Not bad at all! Obviously, nothing amazing, but still not nothing. Clearly, this type of neural network architecture is picking up on something present in the music. It’s around ~7–8% more accurate and ROC-AUC improved by ~0.1, which is a clear improvement. This definitely shows promise, and perhaps some level of utility.

Holdout Testing

models_dict = {'Dummy': dummy, 'MP': mlp_dict, 'CNN 1': cnn1_dict, 'CNN 2': cnn2_dict, 
               'RNN': rnn_dict}acc_dict, roc_auc_dict = evaluate_holdout(models_dict, X_holdout, y_holdout)# numerical scores for all the models
print("Accuracy Scores:")
for model, score in acc_dict.items():
    print(f'{model}: {score}')
print("<>"*10)
print("ROC-AUC Scores:")
for model, score in roc_auc_dict.items():
    print(f'{model}: {score}')Accuracy Scores:
Dummy: 0.5065015479876162
MP: 0.5065015479876162
CNN 1: 0.5065015479876162
CNN 2: 0.5523219814241486
RNN: 0.5981424148606811
<><><><><><><><><><>
ROC-AUC Scores:
Dummy: 0.5
MP: 0.5
CNN 1: 0.5
CNN 2: 0.5742730226123023
RNN: 0.645901654431502# graph!

plt.rcParams.update({'font.size': 20})
fig, (ax1, ax2) = plt.subplots(2, figsize=(9,9))
plt.tight_layout(pad=2.5)
fig.suptitle('Holdout Data Results')

ax1.bar(list(acc_dict.keys()), list(acc_dict.values()))
ax1.set_ylabel('Accuracy')
ax1.set_ylim(0.5, 1)
ax1.tick_params(axis='x', rotation=45)

ax2.bar(list(roc_auc_dict.keys()), list(roc_auc_dict.values()))
ax2.set_ylabel('ROC-AUC')
ax2.set_ylim(0.5, 1)
ax2.tick_params(axis='x', rotation=45)
plt.show()

Final Results on Holdout Set (+ changes added post-render). Image by author

Evaluation

As you can see, even as we engaged with some very complex and cutting-edge neural network architectures, we did not get a drastic increase in our chosen metrics: accuracy and ROC-AUC. This signals a limited amount of learning on the model’s part to successfully distinguish the two groups.

However, we did get 59.8% accuracy and 0.646 ROC-AUC, which is not nothing — that is an increase of 9.1% accuracy and 0.146 ROC-AUC. And this was on the holdout set, so it did pick up on a few underlying abstract patterns, which is interesting and useful.

If we let the model continue learning, it would eventually overfit on the training data. At any rate, If I analyze this with LIME, I could definitely gain some real insight into what exactly the patterns it picked up on were.

Conclusion

I knew from the outset that this modeling project was an incredibly ambitious undertaking. Now that it’s completed I can say with the wisdom of hindsight that it did not do amazingly well, but it did perform admirably. To be frank, I might go so far as to assert that it was doomed to some level of failure with the limitations I set out with — namely, using solely audio samples. However, my results showed there to be a nugget of utility. More importantly, it does demonstrate a proof of concept that is quite powerful.

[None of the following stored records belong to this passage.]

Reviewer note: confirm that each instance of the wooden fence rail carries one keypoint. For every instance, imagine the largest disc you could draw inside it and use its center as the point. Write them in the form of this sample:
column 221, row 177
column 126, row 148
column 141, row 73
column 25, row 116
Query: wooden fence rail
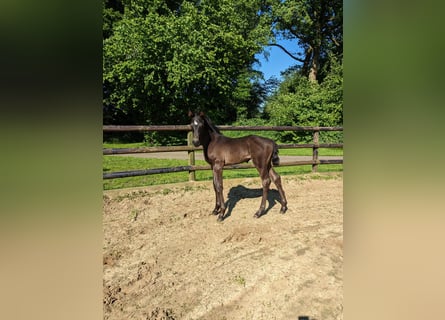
column 192, row 168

Creating a model that does something difficult for the human ear was a challenge. Not only is the data difficult to group together by any sort of underlying pattern, but the target of popularity is nebulous and inherently difficult to quantify. There is a great deal wrapped up in popularity, and I knew going in that there are factors outside of the music itself that exert great influence on its outcome. Many bad songs are popular by association with a popular artist, for example.

In the end, I obtained an accuracy of 59.8% and 0.646 ROC-AUC, which is extremely promising (increase of 9.1% accuracy and 0.146 ROC-AUC). Despite the necessarily limiting way I went about doing this project, I was able to build a model that picked up on some common features of popular songs and made some successful predictions.

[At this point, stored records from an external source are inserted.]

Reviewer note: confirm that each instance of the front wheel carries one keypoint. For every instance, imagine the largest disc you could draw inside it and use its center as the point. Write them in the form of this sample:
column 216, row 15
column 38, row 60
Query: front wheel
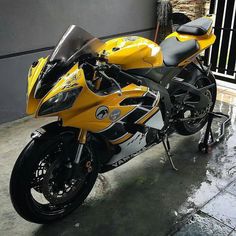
column 43, row 185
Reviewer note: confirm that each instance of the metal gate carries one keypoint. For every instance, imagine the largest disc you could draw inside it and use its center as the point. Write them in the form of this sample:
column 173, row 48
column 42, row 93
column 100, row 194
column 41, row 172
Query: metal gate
column 222, row 55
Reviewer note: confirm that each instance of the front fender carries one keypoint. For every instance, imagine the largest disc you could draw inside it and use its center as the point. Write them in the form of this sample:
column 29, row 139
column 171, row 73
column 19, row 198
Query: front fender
column 54, row 130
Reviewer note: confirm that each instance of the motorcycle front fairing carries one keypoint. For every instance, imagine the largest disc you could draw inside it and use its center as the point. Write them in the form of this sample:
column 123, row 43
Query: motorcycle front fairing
column 46, row 72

This changes the way in which my model might be useful. I set out to build a model that could be used as a tool on the song level by an artist to tell if a specific song had promise. What I ended up with was a model that could be passed a number of possible songs and indicate the few songs it believes will be popular. Coincidentally, my client runs a recording studio as well and is in contact with several dozen artists who each have a collection of songs in production. In the model’s current form, we could pass in a collection of song samples for it to predict on, and the ones it chooses as “popular” could then be selected for focus. This selection won’t perfectly determine which songs will be popular, but it could save time as a first pass for the artists and my client’s recording studio.

Next Steps

Eventually with enough work, I believe the model can be tooled enough that it will be useful to evaluate individual songs. Clearly, there are other factors influencing popularity than what I collected for this project, and step one is to try to incorporate those into the model.

Within the audio itself, we can process the samples differently and pull out other relevant information. Maybe more crucially, we can look at factors that exist outside of the music itself. When I called my client to talk about how the model performed, the first thing he said was “I’m not surprised,” because he is intimately acquainted with how seemingly arbitrary factors can lead to a song’s popularity. Exposure writ large is a HUGE factor in whether/how much a song blows up. Prime example — my client’s top track on Spotify is the soundtrack to a meme in some TikTok circles. Other non-audio features can include timing of release and artist information.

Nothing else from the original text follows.